Their problems included water damage, mold growth, structural deficiencies, lead paint, and rodent infestations.
Kari Hill suffered from headaches, gastrointestinal issues, fatigue, insomnia, tenderness, congestion, excessive eye secretions, anxiety and a dry cough; in 2018, while they were still living in the home, she was diagnosed with fibromyalgia. The Hills’ three children also had “significant health problems” while living in the home, according to the lawsuit.
Military families who have had to move out of their privatized housing due to mold and other health and safety issues say these displacements bring a whole new level of frustration.
The other four plaintiffs in the lawsuit are Air Force families who lived at Randolph AFB:
*Chief Master Sgt. Michael English, his wife Elldwinia and their seven children and one grandchild, moved out of their house on Jan. 1, 2019, after one year. They had issues of mold, asbestos, water damage, sewage intrusion, lead paint, structural and flooring problems, and rodent and bug infestations. A hole in the floor made it impossible to regulate the home’s temperature, resulting in high electricity bills, according to the lawsuit. The family was healthy before moving in to the home, but their health began to deteriorate shortly after moving in.
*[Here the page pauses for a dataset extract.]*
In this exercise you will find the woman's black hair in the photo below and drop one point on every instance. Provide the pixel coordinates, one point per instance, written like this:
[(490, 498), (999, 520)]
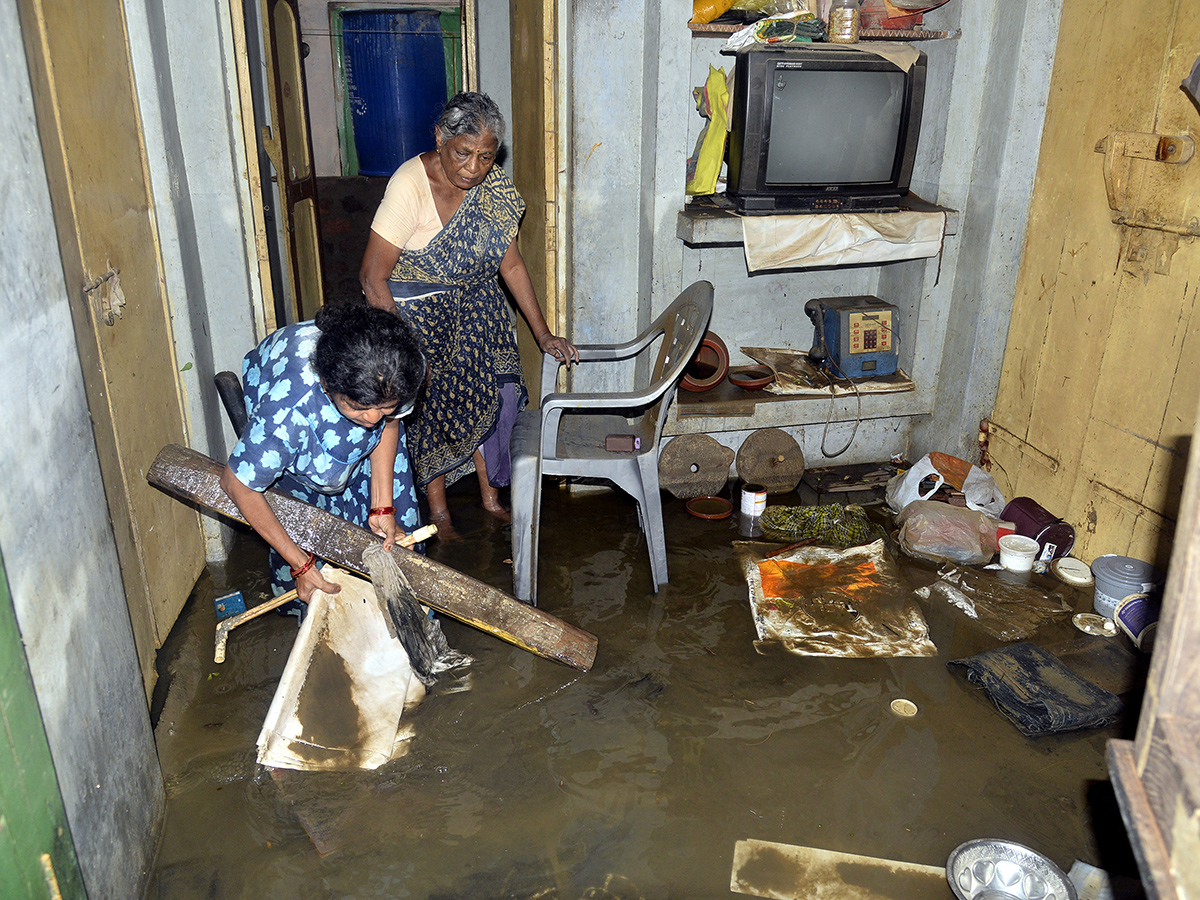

Elldwinia English had allergy problems and difficulty breathing, resulting in frequent hospital visits.
*Reserve Capt. Sean Skillingstad, his wife Ressia and their two children left their home on June 12, 2020, after nearly three years living there while he was on active duty. Ressia’s pre-existing autoimmune and rheumatological issues were worsened by mold exposure; their son was diagnosed with asthma as a result of his exposure to mold, according to the lawsuit.
*Tech. Sgt. Rodolfo Castillo, his wife Latasha and their five young children and nephew moved out of their home Nov.17, 2017, after a year. They faced mold and lead paint contamination, and a cockroach infestation that was so bad they didn’t feel comfortable unpacking all their belongings, according to the lawsuit. Cockroaches infested their couches and destroyed their other belongings. There were structural issues that caused stairs to detach from the wall and the ground; leaky plumbing, and faulty heating. The family members were healthy before moving in to the home, but continue to suffer a variety of health issues such as breathing complications.
*Now-retired Col. Bradley Oliver, his wife Deborah, and their two children left their home on April 12, 2019 after nearly two years of issues such as mold, rodent infestation, poor ventilation, filthy ductwork and structural problems. Maintenance workers insisted the issue was mildew, not mold. The landlords didn’t address the excessive moisture in the home or the rodent infestation during the time they lived there, according to the lawsuit. Deborah Oliver developed a multitude of health problems while living in the house, and shortly after leaving the home was diagnosed with COPD and Mixed Connective Tissue Disease. No longer able to work because of her deteriorated health, she is being treated by a pulmonologist, rheumatologist, cardiologist, neurologist, psychiatrist and therapist, and requires multiple medications to prevent lung damage.
Defense and service officials and the privatized housing companies have taken steps to improve living conditions and improve communications with families, over the last two years, including implementing a tenant bill of rights that addresses some of the issues.
In the statement to Military Times, Hunt Military Communities officials said among the steps they’ve taken is to create The Humidity Project for Randolph Family Housing, to ensure that all housing units are assessed for excess moisture, and corrective actions are taken when necessary. It’s aimed specifically at reducing humidity levels inside 300 historic homes at Randolph, and has produced positive results in homes where the work has been completed, officials stated.